The dollar’s volatility has been keeping me on my toes. Recall back on January 23 the dollar had a big sell off that looked like a more severe decline was at hand only to see the dollar print a bullish reversal on day 19. Then the next two daily cycles printed lows short of the normal timing band for a daily cycle low.
Now the dollar has had a powerful start to this daily cycle that broke above the declining intermediate trend line but has paused at the declining 50 moving average. A new intermediate cycle should see the dollar regain the 50 MA and go on to form as a right translated daily cycle peaking after day 12. Instead we saw the dollar form a swing high on day 7. Now recall that most left translated dollar cycles peak on or before day 8. Therefore we need to be open to the possibility that the daily cycle has peaked. So we need to see if the dollar provides more follow through too the downside. If so, the that would indicate the gravitational pull of a three year cycle low has taken hold of the dollar.

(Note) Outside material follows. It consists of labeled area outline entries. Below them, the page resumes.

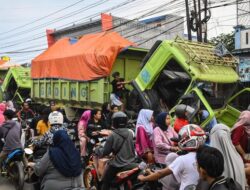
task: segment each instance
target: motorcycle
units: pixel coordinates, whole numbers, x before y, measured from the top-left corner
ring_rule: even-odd
[[[23,190],[24,162],[23,150],[16,149],[1,163],[1,176],[11,180],[17,190]]]
[[[34,137],[34,130],[30,128],[31,122],[32,119],[27,119],[21,122],[22,126],[21,143],[23,147],[26,147],[29,141]]]
[[[99,138],[99,145],[104,146],[106,138]],[[111,157],[98,158],[96,155],[92,154],[89,159],[88,166],[85,168],[83,173],[83,182],[85,188],[87,189],[99,189],[100,182],[102,180],[106,164],[111,159]],[[141,172],[139,166],[119,172],[115,179],[112,181],[112,189],[117,190],[132,190],[133,184],[137,182],[137,176]]]

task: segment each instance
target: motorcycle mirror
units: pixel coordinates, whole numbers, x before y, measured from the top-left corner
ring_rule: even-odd
[[[28,155],[33,154],[33,150],[31,150],[30,148],[25,148],[24,152],[25,154],[28,154]]]

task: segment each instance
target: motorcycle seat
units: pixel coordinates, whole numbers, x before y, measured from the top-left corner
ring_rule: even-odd
[[[8,154],[5,163],[8,164],[11,161],[20,161],[23,156],[23,150],[22,149],[16,149],[12,151],[10,154]]]
[[[118,174],[116,174],[116,178],[117,178],[118,181],[121,181],[121,180],[133,175],[138,170],[139,170],[139,168],[136,167],[136,168],[133,168],[131,170],[126,170],[126,171],[123,171],[123,172],[119,172]]]

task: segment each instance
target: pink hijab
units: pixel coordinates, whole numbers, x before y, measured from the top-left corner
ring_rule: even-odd
[[[250,135],[250,111],[241,112],[238,121],[235,123],[231,131],[235,130],[240,126],[243,126],[245,128],[246,133]]]
[[[86,130],[88,121],[90,120],[90,117],[91,117],[91,110],[86,110],[85,112],[83,112],[83,114],[79,120],[78,126],[82,125],[82,126],[84,126],[84,128]]]
[[[6,105],[4,103],[1,103],[0,104],[0,125],[2,125],[3,122],[5,121],[4,115],[3,115],[3,112],[5,111],[5,109],[6,109]]]

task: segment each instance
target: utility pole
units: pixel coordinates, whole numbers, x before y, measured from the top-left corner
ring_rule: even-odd
[[[201,0],[198,0],[198,33],[199,33],[199,42],[202,42],[202,22],[201,22]]]
[[[186,17],[187,17],[187,32],[188,32],[188,40],[192,41],[192,33],[190,28],[190,15],[189,15],[189,2],[185,0],[186,3]]]
[[[204,0],[204,18],[207,18],[207,0]],[[207,43],[207,22],[204,23],[204,42]]]
[[[202,2],[204,4],[204,8],[202,8]],[[193,32],[196,32],[198,42],[202,42],[203,40],[204,42],[207,42],[206,24],[211,17],[211,12],[207,8],[207,0],[193,0],[193,7],[194,9],[191,11],[191,18],[189,21],[187,21],[187,23],[189,24],[188,29],[190,28]],[[186,11],[189,11],[189,7],[186,8]],[[204,14],[201,14],[203,11]],[[189,12],[187,13],[187,19],[188,16]],[[203,38],[203,33],[204,33],[204,38]]]

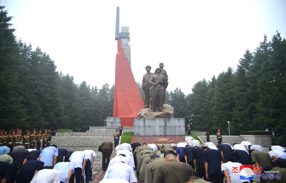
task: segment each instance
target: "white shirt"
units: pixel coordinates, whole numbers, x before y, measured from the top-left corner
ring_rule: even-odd
[[[99,183],[111,183],[111,182],[116,182],[116,183],[129,183],[129,182],[126,181],[124,179],[117,178],[107,178],[106,179],[102,180]]]
[[[239,174],[238,173],[231,173],[233,172],[232,170],[233,167],[238,167],[238,171],[239,171],[239,166],[242,165],[241,163],[233,163],[229,161],[226,163],[221,164],[221,172],[223,173],[223,170],[227,170],[227,173],[229,176],[231,183],[241,183],[247,182],[250,183],[250,181],[248,180],[241,180],[240,179]]]
[[[129,182],[137,182],[133,168],[127,164],[122,162],[108,166],[103,179],[110,178],[119,178]]]
[[[286,159],[286,152],[284,152],[280,150],[273,150],[269,151],[268,154],[271,158],[273,158],[272,156],[275,155],[277,156],[277,158]]]
[[[55,164],[54,170],[57,170],[61,172],[61,181],[65,183],[69,177],[69,172],[72,169],[72,173],[74,173],[74,165],[72,162],[59,162]]]
[[[193,140],[191,140],[190,143],[190,144],[191,146],[192,146],[193,147],[194,147],[195,146],[199,147],[200,146],[200,141],[198,140],[194,139]]]
[[[96,157],[96,155],[95,154],[95,152],[94,150],[85,150],[84,151],[84,152],[86,154],[88,159],[91,162],[92,156],[94,156],[94,158]]]
[[[265,151],[263,149],[262,146],[259,145],[253,145],[251,146],[250,147],[250,150],[253,149],[257,150],[259,150],[259,151],[262,151],[264,152],[265,152]]]
[[[30,183],[60,183],[61,176],[58,170],[43,169],[36,174]]]
[[[116,146],[116,147],[117,147],[117,146]],[[120,146],[118,148],[118,149],[116,148],[116,150],[118,151],[118,150],[120,150],[121,149],[126,149],[126,150],[128,150],[130,151],[132,150],[131,149],[131,145],[126,142],[120,144]]]
[[[236,144],[233,146],[233,148],[235,149],[239,149],[239,150],[243,150],[247,153],[247,154],[249,154],[248,152],[248,151],[246,150],[246,149],[244,146],[242,144]]]
[[[126,156],[129,156],[134,159],[134,156],[133,155],[133,154],[130,151],[129,151],[128,150],[121,149],[117,151],[116,152],[116,156],[118,156],[119,154],[124,154]]]
[[[194,140],[193,140],[193,141]],[[186,142],[179,142],[177,144],[177,146],[178,147],[185,147],[186,145],[187,144],[187,143]]]
[[[280,146],[273,146],[271,147],[271,149],[272,150],[280,150],[282,151],[285,151],[286,150],[285,149]]]
[[[157,146],[156,144],[148,144],[148,146],[149,147],[150,147],[153,149],[153,150],[155,152],[156,152],[156,150],[158,149],[158,148],[157,147]]]
[[[217,147],[215,146],[208,146],[208,147],[210,149],[215,149],[215,150],[218,150],[217,149]]]
[[[135,165],[134,164],[134,159],[132,159],[131,157],[129,156],[126,157],[123,156],[116,156],[111,159],[109,162],[108,167],[107,168],[109,168],[110,165],[117,163],[120,161],[123,161],[126,164],[132,167],[133,169],[135,169]]]
[[[194,140],[193,140],[193,141]],[[204,143],[204,146],[206,147],[209,147],[210,146],[214,146],[214,147],[216,147],[216,145],[214,144],[212,142],[206,142]]]
[[[87,159],[86,154],[83,151],[76,151],[72,154],[69,160],[70,162],[74,163],[75,168],[78,167],[82,170],[82,163],[84,160]]]
[[[246,148],[248,148],[248,146],[250,145],[252,145],[252,144],[248,141],[243,141],[240,143],[241,144],[242,144],[244,146],[245,146]]]

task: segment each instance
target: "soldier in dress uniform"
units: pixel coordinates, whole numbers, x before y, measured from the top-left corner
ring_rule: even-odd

Despite the dollar being down, gold continued lower today as it seeks out its own daily cycle low.
Monday was day 16 for gold’s daily cycle. The daily cycle decline has gold approaching a convergence of the 50 and 200 day moving averages. A narrow range day that tags the convergence could set up a potential cycle low. But today’s drop saw gold break below the previous low print on 2/28 thus forming a failed daily cycle.
The intermediate trend line is in agreement with a failed daily cycle, a weekly swing high and the bearish crossover of the weekly True Strength Indicator. Therefore, we could still see a bounce into a new daily cycle for gold be then expect the dollar higher as gold continues lower into its intermediate cycle decline.